I don't mean this to be flip, but in your situation, it may just be a matter of "assuming" that your gain on the property when and if you sell it "must be" under the $500,000 mark and let it go at that. Actually, if the gain is under the threshold, there is no paperwork to file - not with your tax return, nor any other way.

That's how we handled the sale when my parents sold their house on moving into an assisted living place, and the issue never came up. 

IRS Publication 523 gives all the details, but pay special attention to the section headed *Reporting Gain or Loss on Your Home Sale*. The very first paragraph in that section indicates that, unless you meet certain specific conditions (namely that you actually have a taxable gain or portion of the gain is taxable) you do not need to report anything.


----------



## Nononymous (Jul 12, 2011)

What Bev said. When you sell the house, "assume" that the capital gain falls below $500k, do not report the sale, and the IRS is none the wiser.


----------



## mchjlh (Jun 6, 2013)

Nononymous said:


> What Bev said. When you sell the house, "assume" that the capital gain falls below $500k, do not report the sale, and the IRS is none the wiser.

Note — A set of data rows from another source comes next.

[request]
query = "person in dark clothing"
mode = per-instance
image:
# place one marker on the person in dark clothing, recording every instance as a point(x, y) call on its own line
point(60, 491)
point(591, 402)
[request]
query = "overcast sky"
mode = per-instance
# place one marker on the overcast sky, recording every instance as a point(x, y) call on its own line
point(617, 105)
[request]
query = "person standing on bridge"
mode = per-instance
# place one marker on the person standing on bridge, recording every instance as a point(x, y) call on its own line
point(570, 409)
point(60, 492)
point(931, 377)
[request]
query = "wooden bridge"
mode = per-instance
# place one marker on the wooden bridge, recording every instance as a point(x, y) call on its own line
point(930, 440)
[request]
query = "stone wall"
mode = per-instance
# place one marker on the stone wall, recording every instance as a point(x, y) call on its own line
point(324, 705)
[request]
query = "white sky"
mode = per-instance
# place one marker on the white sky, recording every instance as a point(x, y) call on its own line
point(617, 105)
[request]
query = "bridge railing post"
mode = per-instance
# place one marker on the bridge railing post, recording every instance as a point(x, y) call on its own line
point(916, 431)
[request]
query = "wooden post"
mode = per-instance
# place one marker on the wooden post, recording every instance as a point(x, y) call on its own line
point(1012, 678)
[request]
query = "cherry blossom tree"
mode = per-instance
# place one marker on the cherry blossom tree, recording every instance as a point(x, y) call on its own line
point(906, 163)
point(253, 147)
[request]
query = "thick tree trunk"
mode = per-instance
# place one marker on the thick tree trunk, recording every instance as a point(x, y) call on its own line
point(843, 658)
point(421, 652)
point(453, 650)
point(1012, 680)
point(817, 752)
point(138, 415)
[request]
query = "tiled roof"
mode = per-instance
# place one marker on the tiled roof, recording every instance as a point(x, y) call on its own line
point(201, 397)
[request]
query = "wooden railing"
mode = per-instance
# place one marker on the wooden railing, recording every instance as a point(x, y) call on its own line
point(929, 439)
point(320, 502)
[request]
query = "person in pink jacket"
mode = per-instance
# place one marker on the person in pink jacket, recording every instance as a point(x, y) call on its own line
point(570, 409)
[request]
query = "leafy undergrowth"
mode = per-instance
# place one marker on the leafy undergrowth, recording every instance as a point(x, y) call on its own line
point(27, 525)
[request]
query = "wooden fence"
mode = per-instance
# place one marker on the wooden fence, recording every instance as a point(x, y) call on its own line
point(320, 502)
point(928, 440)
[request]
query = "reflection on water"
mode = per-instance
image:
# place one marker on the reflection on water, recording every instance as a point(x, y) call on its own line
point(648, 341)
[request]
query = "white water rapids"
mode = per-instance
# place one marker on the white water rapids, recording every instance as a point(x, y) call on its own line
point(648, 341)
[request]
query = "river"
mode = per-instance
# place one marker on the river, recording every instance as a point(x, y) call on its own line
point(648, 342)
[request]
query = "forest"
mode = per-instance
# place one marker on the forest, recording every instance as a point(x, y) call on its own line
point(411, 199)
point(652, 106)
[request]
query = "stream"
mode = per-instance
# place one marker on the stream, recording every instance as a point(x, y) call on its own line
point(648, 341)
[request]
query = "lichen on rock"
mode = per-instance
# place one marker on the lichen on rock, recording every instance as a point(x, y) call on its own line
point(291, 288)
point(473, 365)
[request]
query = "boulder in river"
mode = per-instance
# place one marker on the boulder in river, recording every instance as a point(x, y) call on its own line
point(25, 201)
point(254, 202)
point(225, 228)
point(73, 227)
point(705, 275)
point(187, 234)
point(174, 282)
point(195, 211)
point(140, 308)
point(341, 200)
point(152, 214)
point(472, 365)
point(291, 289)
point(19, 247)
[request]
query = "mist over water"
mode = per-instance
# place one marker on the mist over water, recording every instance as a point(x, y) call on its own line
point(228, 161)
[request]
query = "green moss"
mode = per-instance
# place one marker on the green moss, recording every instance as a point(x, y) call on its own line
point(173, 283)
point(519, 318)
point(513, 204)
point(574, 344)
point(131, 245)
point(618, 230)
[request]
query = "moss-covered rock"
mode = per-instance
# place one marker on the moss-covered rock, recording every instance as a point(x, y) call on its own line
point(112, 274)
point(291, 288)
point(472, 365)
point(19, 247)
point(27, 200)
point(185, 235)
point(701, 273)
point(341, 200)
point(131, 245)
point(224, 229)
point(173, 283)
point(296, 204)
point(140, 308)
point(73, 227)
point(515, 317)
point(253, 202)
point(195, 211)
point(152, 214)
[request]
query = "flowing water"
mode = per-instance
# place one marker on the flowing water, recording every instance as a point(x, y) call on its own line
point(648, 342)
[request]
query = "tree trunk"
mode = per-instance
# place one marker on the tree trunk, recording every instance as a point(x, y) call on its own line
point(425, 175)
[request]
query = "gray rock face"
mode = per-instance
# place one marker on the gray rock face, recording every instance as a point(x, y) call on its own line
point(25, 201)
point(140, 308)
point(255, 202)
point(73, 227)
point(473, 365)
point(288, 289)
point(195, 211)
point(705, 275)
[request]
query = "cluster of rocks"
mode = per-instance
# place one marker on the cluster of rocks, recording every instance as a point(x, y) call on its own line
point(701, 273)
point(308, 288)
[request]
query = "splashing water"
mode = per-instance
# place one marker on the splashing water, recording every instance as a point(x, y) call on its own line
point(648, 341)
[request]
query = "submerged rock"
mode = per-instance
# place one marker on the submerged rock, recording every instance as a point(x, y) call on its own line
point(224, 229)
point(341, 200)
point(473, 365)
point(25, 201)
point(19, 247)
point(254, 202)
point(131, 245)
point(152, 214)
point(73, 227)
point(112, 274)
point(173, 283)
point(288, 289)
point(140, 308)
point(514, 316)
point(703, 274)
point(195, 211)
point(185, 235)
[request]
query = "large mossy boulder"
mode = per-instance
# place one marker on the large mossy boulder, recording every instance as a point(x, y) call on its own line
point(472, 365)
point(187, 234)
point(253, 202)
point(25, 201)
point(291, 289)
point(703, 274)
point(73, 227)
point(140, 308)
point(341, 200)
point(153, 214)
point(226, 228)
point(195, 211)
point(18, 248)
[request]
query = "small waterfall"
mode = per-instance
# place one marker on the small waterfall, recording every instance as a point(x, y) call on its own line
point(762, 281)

Thanks to you both for your replies. My follow-up question is: If we sold the house for, say Cdn$800,000 (today that's about US$590,000) and that amount appeared for the first time in savings accounts on our FBAR, and a year later we reported significantly larger interest amounts on Schedule B of the tax return, would those items not trigger questions, or an audit of our tax returns?


----------



## Bevdeforges (Nov 16, 2007)

mchjlh said:


> Thanks to you both for your replies. My follow-up question is: If we sold the house for, say Cdn$800,000 (today that's about US$590,000) and that amount appeared for the first time in savings accounts on our FBAR, and a year later we reported significantly larger interest amounts on Schedule B of the tax return, would those items not trigger questions, or an audit of our tax returns?

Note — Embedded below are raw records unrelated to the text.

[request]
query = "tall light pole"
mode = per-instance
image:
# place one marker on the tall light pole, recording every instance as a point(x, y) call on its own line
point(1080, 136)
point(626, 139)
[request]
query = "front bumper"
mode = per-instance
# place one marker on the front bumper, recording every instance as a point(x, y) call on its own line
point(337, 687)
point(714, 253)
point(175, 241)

Not normally - and actually, FBAR reporting really doesn't seem to generate any particular "interest" on the part of the IRS. Even if they noticed it (which they won't), all it says is that you didn't have a mortgage on the property - which is fine and dandy. Your gain on the transaction could still have been paltry - or you could even have had a loss on the sale.


----------



## Nononymous (Jul 12, 2011)

Or this: open a new account at a bank you've not done business with before, do not identify yourself as US persons so it is not reported under FATCA, do not report it on FBAR, and put the money from the sale in this account. The IRS will be none the wiser.

That being said, they probably wouldn't notice or care if it was in a reported account.


----------



## underation (Oct 25, 2018)

Nononymous said:


> Or this: open a new account at a bank you've not done business with before, do not identify yourself as US persons so it is not reported under FATCA, do not report it on FBAR, and put the money from the sale in this account. The IRS will be none the wiser.
> 
> That being said, they probably wouldn't notice or care if it was in a reported account.


If I understand corectly, there's nothing for the IRS to be wiser about, given that neither the OP nor the IRS has any way of discovering whether the gain on the sale is or is not reportable.


----------